II. DES ÉVOLUTIONS JURIDIQUES IMPORTANTES, QUI ONT CONTRIBUÉ À L'AMÉLIORATION DES RÉSULTATS

A. LE TRAITÉ DE LISBONNE : UNE ACCÉLÉRATION DES PROCÉDURES QUI RENFORCE LES RISQUES DE CONDAMNATION FINANCIÈRE

Le traité de Lisbonne ne remet en cause aucune des principales dispositions contenues dans les traités européens en matière environnementale. Au contraire, il les confirme et les étend à d'autres domaines.

1. La réaffirmation et l'élargissement des « objectifs environnementaux »

Le traité de Lisbonne réaffirme la volonté de l'Union « d'oeuvrer pour le développement durable de l'Europe », notamment à travers un « niveau élevé de protection et d'amélioration de la qualité de l'environnement » .

En outre, l'article 191 du traité sur le fonctionnement de l'Union européenne (TFUE) fait de la lutte contre le changement climatique un objectif de la politique environnementale de l'Union européenne « sur le plan international ».
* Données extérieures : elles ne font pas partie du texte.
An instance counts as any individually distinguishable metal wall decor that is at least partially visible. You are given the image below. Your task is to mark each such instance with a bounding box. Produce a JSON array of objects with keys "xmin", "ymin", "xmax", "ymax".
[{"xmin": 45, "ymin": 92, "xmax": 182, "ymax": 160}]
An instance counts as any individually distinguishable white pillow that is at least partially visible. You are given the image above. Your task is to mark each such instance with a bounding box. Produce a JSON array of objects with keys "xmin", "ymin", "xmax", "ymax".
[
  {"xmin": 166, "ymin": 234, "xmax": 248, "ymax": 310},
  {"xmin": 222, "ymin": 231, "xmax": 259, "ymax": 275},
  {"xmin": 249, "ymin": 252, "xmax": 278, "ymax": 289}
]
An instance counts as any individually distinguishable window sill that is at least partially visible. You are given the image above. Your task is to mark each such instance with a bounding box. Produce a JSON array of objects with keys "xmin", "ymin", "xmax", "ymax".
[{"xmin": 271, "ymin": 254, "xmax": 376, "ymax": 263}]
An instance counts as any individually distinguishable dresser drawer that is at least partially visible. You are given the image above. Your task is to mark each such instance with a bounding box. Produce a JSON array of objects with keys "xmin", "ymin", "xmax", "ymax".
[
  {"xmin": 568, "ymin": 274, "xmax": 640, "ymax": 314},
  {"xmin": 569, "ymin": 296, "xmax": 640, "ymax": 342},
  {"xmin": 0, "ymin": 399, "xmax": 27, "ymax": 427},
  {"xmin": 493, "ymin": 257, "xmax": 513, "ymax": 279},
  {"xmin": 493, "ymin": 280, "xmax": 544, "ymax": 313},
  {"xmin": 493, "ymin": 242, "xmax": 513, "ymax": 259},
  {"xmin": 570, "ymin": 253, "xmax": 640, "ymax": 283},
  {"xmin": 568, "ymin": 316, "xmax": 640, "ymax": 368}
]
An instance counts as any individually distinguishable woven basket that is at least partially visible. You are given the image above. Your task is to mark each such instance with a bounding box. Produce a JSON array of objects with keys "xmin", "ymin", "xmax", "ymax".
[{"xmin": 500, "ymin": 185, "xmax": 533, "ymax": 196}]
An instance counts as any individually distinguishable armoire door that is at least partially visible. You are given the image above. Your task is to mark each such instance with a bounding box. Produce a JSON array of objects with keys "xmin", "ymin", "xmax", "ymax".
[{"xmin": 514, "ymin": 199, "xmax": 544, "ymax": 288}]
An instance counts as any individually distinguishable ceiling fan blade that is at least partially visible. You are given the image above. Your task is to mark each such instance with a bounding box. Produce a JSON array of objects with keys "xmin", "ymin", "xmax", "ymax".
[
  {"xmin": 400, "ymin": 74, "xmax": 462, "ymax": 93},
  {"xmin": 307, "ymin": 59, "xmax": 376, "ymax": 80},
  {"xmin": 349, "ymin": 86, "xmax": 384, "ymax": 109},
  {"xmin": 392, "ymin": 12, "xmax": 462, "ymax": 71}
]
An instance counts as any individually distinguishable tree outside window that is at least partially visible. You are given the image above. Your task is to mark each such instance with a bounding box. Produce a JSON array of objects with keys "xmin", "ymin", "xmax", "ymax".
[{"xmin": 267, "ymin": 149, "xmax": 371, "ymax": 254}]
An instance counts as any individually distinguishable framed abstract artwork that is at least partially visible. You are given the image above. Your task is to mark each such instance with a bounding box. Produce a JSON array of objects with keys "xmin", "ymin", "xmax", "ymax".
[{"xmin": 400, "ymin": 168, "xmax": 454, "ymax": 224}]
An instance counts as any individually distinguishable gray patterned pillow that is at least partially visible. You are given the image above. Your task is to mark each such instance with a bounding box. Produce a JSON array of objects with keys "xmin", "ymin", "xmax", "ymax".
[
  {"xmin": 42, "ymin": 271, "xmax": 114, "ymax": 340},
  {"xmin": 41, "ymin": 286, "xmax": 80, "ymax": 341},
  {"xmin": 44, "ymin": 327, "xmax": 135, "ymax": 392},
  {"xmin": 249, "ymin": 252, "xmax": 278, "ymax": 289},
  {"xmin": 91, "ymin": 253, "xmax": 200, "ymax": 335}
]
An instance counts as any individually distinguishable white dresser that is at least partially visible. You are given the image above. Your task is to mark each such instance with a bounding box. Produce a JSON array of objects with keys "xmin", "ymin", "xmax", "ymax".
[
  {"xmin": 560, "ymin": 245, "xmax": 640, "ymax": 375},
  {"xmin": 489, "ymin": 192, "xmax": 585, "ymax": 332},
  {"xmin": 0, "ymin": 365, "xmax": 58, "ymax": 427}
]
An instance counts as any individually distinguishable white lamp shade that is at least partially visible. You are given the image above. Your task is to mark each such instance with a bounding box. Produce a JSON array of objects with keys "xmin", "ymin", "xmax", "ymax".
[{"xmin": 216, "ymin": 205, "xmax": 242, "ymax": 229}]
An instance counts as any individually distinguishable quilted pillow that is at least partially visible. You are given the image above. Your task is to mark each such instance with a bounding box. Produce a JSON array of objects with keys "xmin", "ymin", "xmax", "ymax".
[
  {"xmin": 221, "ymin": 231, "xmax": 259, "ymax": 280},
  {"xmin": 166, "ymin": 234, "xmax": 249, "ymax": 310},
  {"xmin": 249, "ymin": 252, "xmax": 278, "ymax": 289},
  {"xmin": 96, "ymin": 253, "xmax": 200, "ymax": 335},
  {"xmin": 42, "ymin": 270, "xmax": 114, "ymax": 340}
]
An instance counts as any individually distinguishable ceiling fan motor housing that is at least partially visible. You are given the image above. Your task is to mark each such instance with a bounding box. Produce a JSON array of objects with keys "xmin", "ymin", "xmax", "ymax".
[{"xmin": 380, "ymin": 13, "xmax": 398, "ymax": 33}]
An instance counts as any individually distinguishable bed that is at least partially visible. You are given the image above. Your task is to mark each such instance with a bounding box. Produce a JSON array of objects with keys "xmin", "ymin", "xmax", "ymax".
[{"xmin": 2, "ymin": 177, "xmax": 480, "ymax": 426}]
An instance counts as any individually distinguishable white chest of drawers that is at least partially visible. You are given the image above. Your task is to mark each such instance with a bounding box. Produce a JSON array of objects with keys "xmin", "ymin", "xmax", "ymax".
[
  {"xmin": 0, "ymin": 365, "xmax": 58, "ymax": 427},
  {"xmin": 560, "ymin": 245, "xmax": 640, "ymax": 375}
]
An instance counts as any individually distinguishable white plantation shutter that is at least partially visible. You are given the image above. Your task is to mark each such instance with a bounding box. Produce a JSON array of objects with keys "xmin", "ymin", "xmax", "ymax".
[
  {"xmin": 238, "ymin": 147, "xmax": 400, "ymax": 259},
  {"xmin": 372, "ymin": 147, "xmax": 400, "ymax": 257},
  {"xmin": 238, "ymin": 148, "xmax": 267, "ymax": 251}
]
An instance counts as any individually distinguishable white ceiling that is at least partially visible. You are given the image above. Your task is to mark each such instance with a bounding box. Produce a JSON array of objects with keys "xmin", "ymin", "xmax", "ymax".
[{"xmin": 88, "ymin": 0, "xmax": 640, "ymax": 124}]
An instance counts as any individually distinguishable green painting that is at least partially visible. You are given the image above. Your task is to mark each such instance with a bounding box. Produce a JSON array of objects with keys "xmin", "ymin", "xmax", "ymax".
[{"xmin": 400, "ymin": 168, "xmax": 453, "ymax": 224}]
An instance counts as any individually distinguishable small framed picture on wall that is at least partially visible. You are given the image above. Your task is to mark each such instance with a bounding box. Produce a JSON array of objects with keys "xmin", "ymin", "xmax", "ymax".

2. Le maintien de la codécision en matière environnementale

Les paragraphes 1 à 5 de l'article 192 du TFUE reprennent les dispositions de l'article 175 du traité sur la Communauté européenne (TCE), le paragraphe 6 reprenant celles de l'article 176 TCE. Ainsi, la procédure de codécision 5 ( * ) continue d'être d'application générale pour l'adoption des décisions relatives à la politique environnementale, après consultation du comité des régions et du comité économique et social.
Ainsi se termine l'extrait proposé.